Recién cumplida la condena de las dos en la cárcel de mujeres de Guanajay, lo publicaron masivamente.

Eran momentos cruciales de la lucha clandestina: sin dinero, ni ningún otro apoyo, más allá que el de amigos a quienes ofertaban la «rifa» de un televisor, para recaudar fondos.
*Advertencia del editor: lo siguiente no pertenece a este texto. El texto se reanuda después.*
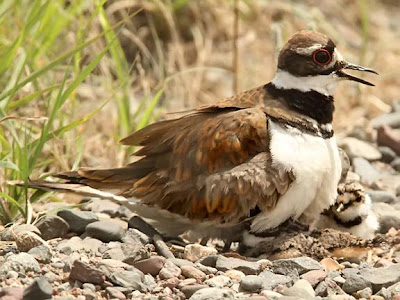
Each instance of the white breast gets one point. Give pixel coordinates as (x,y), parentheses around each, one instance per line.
(316,165)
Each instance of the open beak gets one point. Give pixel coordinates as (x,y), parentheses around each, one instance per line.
(345,65)
(340,207)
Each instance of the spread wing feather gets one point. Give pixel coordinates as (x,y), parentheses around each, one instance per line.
(213,164)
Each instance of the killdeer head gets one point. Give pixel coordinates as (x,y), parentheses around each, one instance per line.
(310,61)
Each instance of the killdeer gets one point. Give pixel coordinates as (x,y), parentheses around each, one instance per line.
(260,158)
(351,212)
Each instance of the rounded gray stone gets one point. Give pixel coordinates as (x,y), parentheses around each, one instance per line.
(39,289)
(251,283)
(355,283)
(381,196)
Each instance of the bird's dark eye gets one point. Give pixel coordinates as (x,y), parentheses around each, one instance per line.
(322,57)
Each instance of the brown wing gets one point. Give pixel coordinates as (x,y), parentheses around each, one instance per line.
(213,164)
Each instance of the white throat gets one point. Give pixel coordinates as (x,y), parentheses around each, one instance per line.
(324,84)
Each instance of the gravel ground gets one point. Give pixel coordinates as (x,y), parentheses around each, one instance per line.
(103,251)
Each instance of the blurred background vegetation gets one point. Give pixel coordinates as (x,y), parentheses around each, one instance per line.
(76,76)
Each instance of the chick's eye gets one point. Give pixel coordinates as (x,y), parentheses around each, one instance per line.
(322,57)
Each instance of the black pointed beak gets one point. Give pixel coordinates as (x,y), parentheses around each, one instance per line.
(346,65)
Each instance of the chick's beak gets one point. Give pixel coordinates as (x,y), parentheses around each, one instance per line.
(345,65)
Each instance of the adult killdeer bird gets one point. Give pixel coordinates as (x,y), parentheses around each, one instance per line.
(263,157)
(351,212)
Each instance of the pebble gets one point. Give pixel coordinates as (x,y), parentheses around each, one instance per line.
(302,288)
(391,119)
(230,263)
(367,172)
(132,279)
(134,236)
(358,148)
(396,164)
(381,277)
(21,263)
(300,264)
(388,217)
(364,293)
(381,196)
(114,293)
(189,290)
(105,231)
(329,265)
(388,155)
(77,220)
(314,276)
(270,294)
(26,240)
(192,272)
(133,253)
(42,253)
(355,283)
(151,265)
(11,293)
(252,283)
(102,206)
(235,275)
(194,252)
(218,281)
(169,270)
(212,294)
(86,273)
(209,261)
(52,227)
(39,289)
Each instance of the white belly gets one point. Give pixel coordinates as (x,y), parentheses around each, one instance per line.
(316,165)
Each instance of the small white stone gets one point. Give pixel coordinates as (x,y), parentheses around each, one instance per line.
(194,252)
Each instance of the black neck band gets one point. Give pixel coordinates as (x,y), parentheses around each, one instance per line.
(312,104)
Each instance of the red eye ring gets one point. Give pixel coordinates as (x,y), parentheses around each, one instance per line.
(325,59)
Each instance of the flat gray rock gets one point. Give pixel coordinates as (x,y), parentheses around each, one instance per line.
(132,279)
(212,294)
(77,220)
(271,280)
(230,263)
(301,264)
(21,263)
(52,227)
(381,277)
(105,231)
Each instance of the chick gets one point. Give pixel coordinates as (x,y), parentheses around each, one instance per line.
(351,213)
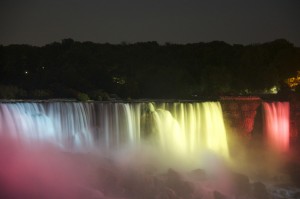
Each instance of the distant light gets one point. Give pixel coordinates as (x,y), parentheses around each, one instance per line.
(274,90)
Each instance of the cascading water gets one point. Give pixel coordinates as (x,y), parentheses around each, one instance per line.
(188,128)
(183,128)
(276,124)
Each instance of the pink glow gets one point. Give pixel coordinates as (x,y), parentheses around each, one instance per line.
(276,127)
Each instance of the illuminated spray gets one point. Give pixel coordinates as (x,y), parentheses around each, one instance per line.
(276,127)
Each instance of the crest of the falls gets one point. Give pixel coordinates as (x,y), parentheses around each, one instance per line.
(178,128)
(189,128)
(276,125)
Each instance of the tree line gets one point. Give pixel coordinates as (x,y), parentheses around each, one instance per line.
(87,70)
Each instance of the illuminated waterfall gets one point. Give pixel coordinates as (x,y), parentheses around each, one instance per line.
(276,119)
(182,128)
(188,128)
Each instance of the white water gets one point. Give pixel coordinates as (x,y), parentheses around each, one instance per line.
(182,128)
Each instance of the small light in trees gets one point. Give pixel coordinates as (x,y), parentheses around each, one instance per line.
(119,80)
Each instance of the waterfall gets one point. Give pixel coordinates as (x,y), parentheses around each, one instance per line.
(276,124)
(183,128)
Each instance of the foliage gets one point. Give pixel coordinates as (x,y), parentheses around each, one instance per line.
(145,69)
(12,92)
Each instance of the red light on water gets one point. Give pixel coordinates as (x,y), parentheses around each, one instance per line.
(276,124)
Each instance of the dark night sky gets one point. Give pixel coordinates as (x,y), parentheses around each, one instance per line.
(38,22)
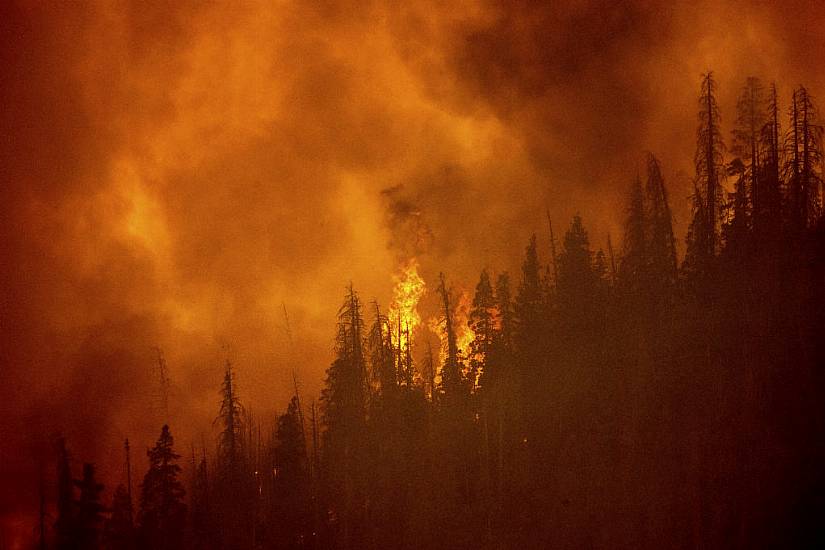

Ninguna imprenta de «prestigio» asumiría la tarea de editar la defensa del Moncada. Mas ellas lograron, en medio de esa situación tan hostil, imprimir clandestinamente, en una pequeña imprenta de la calle Lombillo, cerca de Ayesterán, 10 000 ejemplares que se distribuyeron, bajo su dirección, en todo el país, con el concurso de un grupo mínimo de jóvenes. En un auto de alquiler del entonces chofer Gustavo Ameijeiras, y con cinco pesos que les entregó Lidia Castro, se inició el viaje a Oriente, donde Fidel pidió que se distribuyera primero.

Las dos mujeres del Moncada serían baluartes de la Revolución durante toda su vida. Cada una desde su trabajo de entrega, valentía y originalidad, fue excepcional.